We learned a lot about Keys—what she does well and what she needs to improve—in the first 10 minutes of the match. The much-heralded 17-year-old prospect was broken in her opening service game after making three unforced errors and double faulting. In the next game, though, she broke back after blistering a couple of ground strokes that seemed to take Kerber by surprise. When she’s clicking, Keys has the power to hit the ball by people without having to flirt with the lines. But that brief up was followed by a long down for Keys, as the errors began to flow again, and kept flowing through the rest of the set. At the same time, Kerber had success not just defending, but moving Keys across the baseline, especially with her sharp-angle crosscourt backhand. 

The second set was more competitive, as Keys, who said she pressed early because she was nervous and felt like she had to raise her level, settled in and showed off her backhand. By the middle of the set, it was a scrap. Keys showed nice instincts by following a drop shot to net and knocking off a volley. But her increased consistency was also a showcase for Kerber’s defense. The more big shots Madison hit, the more great gets Kerber slapped back. 

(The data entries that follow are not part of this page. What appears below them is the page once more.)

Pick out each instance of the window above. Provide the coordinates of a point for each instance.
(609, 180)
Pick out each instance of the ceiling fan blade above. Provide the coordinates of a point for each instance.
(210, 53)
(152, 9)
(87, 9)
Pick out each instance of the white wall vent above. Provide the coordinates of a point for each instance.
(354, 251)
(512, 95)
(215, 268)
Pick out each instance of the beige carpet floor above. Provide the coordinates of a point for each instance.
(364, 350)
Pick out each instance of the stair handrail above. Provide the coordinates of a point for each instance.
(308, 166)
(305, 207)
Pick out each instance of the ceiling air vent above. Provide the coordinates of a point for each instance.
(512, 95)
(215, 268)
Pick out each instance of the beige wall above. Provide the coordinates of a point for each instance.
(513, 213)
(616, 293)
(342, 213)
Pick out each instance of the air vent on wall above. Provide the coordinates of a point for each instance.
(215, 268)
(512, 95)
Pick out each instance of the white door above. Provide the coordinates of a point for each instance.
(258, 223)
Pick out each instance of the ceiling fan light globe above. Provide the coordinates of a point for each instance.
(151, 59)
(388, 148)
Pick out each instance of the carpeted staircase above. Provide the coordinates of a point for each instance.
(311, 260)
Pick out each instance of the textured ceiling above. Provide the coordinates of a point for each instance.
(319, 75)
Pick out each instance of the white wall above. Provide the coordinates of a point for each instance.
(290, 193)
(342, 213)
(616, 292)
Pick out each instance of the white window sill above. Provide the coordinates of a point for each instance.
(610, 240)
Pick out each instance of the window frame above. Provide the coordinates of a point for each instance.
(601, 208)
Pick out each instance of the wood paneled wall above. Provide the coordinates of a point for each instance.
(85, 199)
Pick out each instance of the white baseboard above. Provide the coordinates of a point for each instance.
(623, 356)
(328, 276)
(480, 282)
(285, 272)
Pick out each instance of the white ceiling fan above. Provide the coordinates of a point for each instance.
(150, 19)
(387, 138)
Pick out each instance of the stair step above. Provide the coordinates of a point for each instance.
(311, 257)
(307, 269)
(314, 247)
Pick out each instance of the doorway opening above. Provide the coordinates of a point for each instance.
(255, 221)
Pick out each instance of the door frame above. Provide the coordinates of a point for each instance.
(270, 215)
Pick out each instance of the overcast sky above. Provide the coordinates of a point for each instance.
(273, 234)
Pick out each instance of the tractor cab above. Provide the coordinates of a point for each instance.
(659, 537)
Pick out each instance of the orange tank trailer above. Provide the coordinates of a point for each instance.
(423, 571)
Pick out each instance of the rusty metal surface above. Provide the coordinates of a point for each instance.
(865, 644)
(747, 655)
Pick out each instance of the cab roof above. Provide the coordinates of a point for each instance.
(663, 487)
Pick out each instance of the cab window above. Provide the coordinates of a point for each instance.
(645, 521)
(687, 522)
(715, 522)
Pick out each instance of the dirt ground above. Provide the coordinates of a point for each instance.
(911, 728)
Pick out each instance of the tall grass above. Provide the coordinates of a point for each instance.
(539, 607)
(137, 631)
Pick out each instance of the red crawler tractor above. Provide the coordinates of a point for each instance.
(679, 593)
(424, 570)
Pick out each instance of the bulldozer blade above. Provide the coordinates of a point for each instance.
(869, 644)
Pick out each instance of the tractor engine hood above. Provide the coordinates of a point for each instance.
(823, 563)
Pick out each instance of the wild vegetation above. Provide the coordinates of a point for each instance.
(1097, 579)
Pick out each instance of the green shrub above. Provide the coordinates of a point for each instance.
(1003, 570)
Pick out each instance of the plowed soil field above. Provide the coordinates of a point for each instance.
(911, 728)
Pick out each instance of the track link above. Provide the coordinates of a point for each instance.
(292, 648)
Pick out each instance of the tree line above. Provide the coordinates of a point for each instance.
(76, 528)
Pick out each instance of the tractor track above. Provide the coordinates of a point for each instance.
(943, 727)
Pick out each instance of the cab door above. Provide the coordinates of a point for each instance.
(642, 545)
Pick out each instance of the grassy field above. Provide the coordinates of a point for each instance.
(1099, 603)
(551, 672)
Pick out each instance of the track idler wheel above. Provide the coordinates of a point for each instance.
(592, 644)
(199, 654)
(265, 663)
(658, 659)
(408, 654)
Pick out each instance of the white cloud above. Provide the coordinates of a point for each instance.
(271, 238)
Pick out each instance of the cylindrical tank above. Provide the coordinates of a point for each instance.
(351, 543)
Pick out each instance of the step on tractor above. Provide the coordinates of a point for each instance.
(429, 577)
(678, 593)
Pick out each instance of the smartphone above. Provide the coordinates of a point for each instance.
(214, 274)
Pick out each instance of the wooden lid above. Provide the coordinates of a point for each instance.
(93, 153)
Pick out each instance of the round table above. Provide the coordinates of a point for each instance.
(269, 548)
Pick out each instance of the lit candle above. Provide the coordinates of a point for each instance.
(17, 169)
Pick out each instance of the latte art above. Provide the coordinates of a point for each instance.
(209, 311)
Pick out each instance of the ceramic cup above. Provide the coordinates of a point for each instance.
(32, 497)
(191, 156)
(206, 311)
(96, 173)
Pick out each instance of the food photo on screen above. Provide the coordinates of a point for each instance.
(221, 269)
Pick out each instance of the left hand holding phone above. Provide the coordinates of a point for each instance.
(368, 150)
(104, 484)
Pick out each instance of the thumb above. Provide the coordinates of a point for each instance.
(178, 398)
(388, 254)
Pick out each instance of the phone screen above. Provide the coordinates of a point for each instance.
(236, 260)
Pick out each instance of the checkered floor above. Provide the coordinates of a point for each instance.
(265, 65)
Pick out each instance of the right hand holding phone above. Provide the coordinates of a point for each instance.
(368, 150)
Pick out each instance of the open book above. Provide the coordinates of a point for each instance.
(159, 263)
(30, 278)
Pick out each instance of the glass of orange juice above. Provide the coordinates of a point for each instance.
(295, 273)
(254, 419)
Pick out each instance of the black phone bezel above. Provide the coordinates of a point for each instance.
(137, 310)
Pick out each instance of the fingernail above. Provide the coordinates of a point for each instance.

Rain came in the middle of the second, and the two resumed under the roof at 4-4. Keys found her range in the controlled conditions, knocking backhands past Kerber to each corner. She went up 5-4, 0-30 on Kerber’s serve, and when a forehand by the German was called wide, it appeared that we were heading for a third set. But Kerber threw her hand up to challenge—she didn’t look all that confident in it—and the replay showed that the ball had caught a millimeter of the sideline. The point was replayed, and Keys’ backhand spell was broken. She lost that game and was broken at love in the next one. Keys gave herself one last chance when she reached break point at 5-6, but squandered it by sending an easy second serve return wide.

The stats told much of the story. Kerber hit 11 winners and made 12 unforced errors; Keys hit 32 winners against 43 errors. Keys also didn’t get much mileage out of her usually strong serve. She made just 52 percent of her first balls, and won just 41 percent of points on her second.

In the end, the match went predictably. Keys kept her future prospects intact, while Kerber showed how tough she is to beat right now. The German moves on to play Ekaterina Makarova in the fourth round.